Mammuth de Benoît Delépine et Gustave Kervern
Critique sociale redoutablement efficace, le nouveau film de Benoît Delépine et Gustave Kervern est une magnifique surprise qui, sans rien enlever aux mérites de leurs précédentes créations, marque une évolution sensible de leur cinéma, notamment dans l’art de l’allégorie.
Si le grolandais, language souvent plus signifiant en une figure de quelques secondes que certains pavés de philosophie, est bien présent dans Mammuth, c’est la dimension poétique qui l’emporte.

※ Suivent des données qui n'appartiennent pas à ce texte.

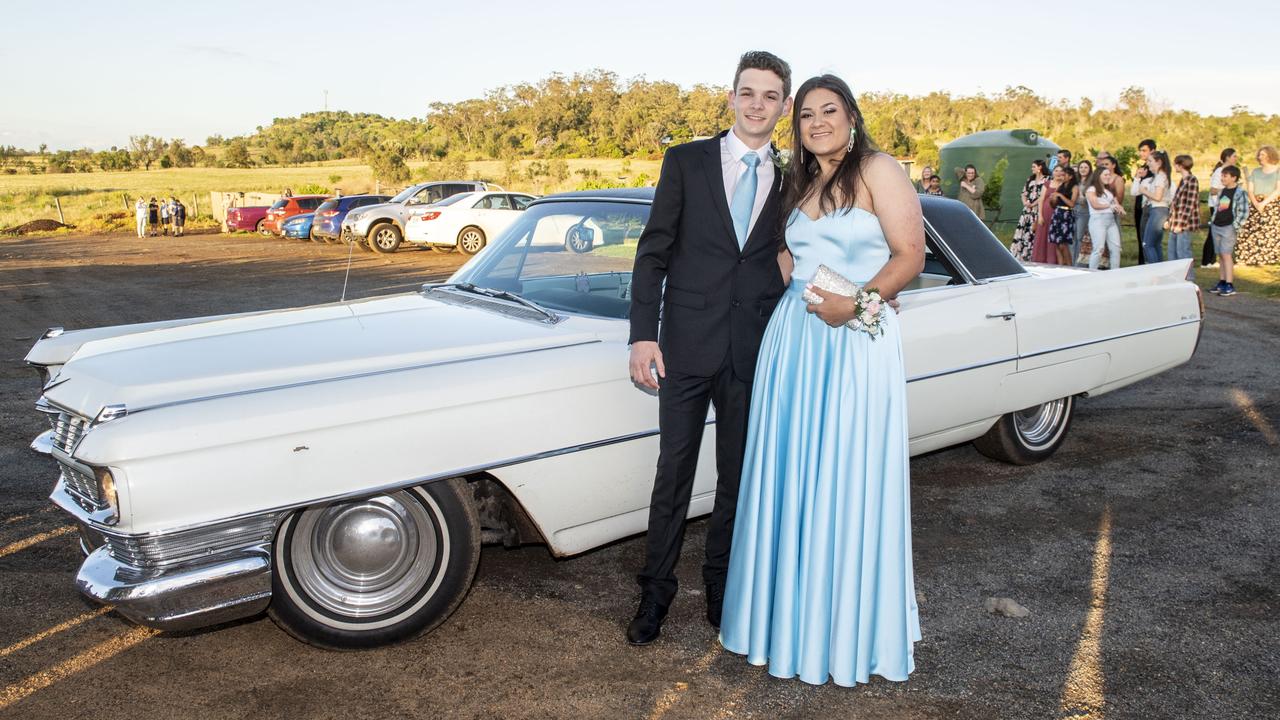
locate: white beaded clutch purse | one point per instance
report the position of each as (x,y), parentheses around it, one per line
(868,304)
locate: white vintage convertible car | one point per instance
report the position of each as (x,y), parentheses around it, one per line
(341,465)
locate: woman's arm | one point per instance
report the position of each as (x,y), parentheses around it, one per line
(786,265)
(1156,191)
(1092,197)
(899,210)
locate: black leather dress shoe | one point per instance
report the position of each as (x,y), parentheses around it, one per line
(714,604)
(647,625)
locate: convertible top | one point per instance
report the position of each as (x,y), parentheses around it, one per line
(949,220)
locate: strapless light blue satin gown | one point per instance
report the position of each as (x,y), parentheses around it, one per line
(819,578)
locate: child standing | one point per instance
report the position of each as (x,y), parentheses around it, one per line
(1233,208)
(140,214)
(1184,214)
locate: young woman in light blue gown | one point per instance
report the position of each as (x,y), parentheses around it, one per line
(819,580)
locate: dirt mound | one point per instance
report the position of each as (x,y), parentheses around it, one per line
(35,226)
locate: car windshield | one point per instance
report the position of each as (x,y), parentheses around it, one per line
(405,194)
(570,256)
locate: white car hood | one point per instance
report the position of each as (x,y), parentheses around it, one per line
(261,351)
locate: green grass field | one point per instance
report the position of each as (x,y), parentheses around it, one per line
(85,195)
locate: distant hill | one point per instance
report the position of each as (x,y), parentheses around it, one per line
(597,114)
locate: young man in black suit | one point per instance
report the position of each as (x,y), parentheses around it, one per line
(709,259)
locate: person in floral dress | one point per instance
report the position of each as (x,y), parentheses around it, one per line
(1024,235)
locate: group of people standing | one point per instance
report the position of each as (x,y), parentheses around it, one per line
(1065,204)
(160,217)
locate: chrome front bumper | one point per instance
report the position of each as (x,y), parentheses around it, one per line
(231,580)
(181,598)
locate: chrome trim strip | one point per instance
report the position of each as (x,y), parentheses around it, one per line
(1061,347)
(1047,351)
(357,376)
(963,368)
(44,442)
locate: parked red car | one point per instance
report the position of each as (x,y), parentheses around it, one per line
(286,208)
(248,219)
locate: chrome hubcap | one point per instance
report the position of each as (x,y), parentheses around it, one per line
(1040,425)
(471,241)
(366,557)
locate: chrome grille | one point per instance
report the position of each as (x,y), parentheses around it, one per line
(192,545)
(82,487)
(68,428)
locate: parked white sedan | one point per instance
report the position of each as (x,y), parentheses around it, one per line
(465,220)
(341,465)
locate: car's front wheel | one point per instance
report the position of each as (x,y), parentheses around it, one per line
(1028,436)
(378,570)
(384,238)
(471,240)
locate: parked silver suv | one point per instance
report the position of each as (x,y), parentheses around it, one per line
(382,227)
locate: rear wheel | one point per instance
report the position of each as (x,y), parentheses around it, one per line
(376,570)
(471,240)
(1028,436)
(384,237)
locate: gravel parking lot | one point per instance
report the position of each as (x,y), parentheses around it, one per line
(1144,551)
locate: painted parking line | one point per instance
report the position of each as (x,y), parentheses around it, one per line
(83,661)
(1246,405)
(35,540)
(1084,689)
(54,630)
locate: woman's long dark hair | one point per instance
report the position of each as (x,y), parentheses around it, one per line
(801,182)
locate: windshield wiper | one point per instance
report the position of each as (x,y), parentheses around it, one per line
(552,318)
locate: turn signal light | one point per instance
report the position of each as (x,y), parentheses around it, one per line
(106,492)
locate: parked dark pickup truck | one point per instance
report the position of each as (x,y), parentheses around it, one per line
(248,219)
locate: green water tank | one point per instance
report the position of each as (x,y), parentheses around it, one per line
(984,150)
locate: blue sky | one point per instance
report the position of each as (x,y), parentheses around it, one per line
(80,73)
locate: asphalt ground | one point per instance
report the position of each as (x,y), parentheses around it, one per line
(1144,551)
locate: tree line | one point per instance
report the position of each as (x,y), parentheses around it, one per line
(597,114)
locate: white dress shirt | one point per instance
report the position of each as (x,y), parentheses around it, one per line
(731,163)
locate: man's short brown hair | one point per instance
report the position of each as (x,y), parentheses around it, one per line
(762,60)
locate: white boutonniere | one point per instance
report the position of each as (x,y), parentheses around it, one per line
(781,159)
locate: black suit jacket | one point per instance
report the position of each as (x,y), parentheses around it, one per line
(717,299)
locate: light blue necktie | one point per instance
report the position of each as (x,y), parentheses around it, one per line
(744,199)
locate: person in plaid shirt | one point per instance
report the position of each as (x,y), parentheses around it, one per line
(1184,213)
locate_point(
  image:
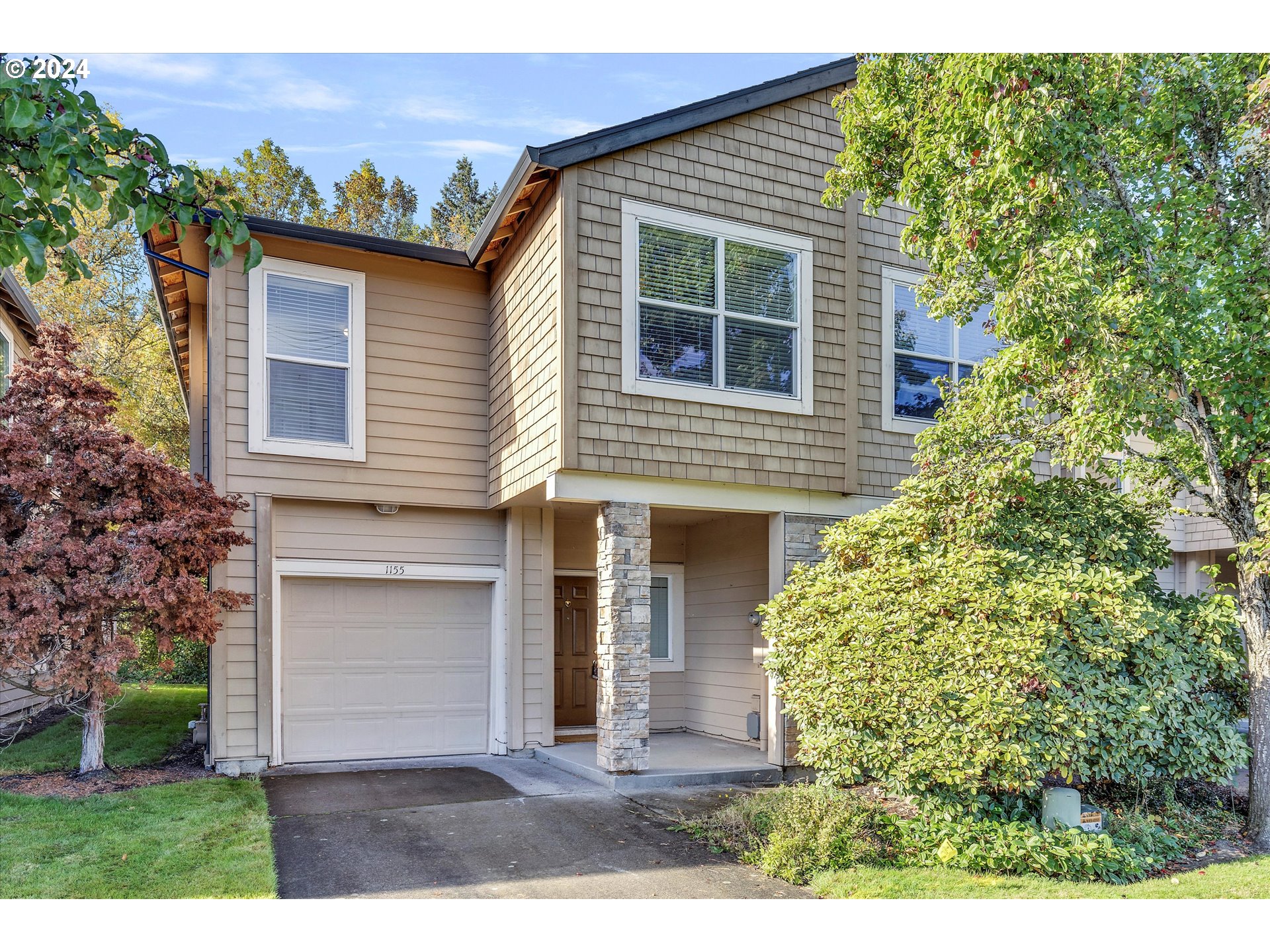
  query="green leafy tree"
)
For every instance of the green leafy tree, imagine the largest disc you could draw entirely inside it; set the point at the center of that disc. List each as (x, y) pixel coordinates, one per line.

Une extrême sensibilité renforcée par le rendu “impressionniste” d’une pellicule particulière, qui surprend aux premières images du film avant de devenir la meilleure alliée d’un univers souvent onirique.
Gérard Depardieu est bouleversant dans le rôle d’un ex-biker esquinté par la vie et qui reprend de la moto aux premiers jours de sa retraite pour partir à la recherche de ses bulletins de salaire.
Autant dire des difficultés dignes de la quête du Graal pour l’homme à la tignasse de messie dont le parcours professionnel est marqué par le sceau de la précarité.
Le chemin à refaire est protégé par les femmes de sa vie : Isabelle Adjani, envoûtante figure de la passion tragique, Miss Ming, en génie hyper créatif (les œuvres sont de Lucas Braastad) dont l’innocence déshabille les âmes et, bien sûr, Yolande Moreau, dans toute l’humanité d’une compagne à la fidélité inébranlable.
Mammuth capte l’air du temps avec une longueur d’avance : l’attitude du personnage d’Anna Mouglalis et du jeune videur présage de la déshumanisation des relations entre la jeune génération, livrée à la précarité et au chômage, et les retraités de la “génération dorée”, accrochés à leurs privilèges et qui risquent de se retrouver bien seuls quand la force commencera à leur manquer.
Mammuth de Benoît Delépine et Gustave Kervern. Avec Gérard Depardieu, Yolande Moreau, Isabelle Adjani, Benoît Poelvoorde, Miss Ming, Anna Mouglalis. Durée : 92 minutes. Sortie en salles le 21 avril 2010.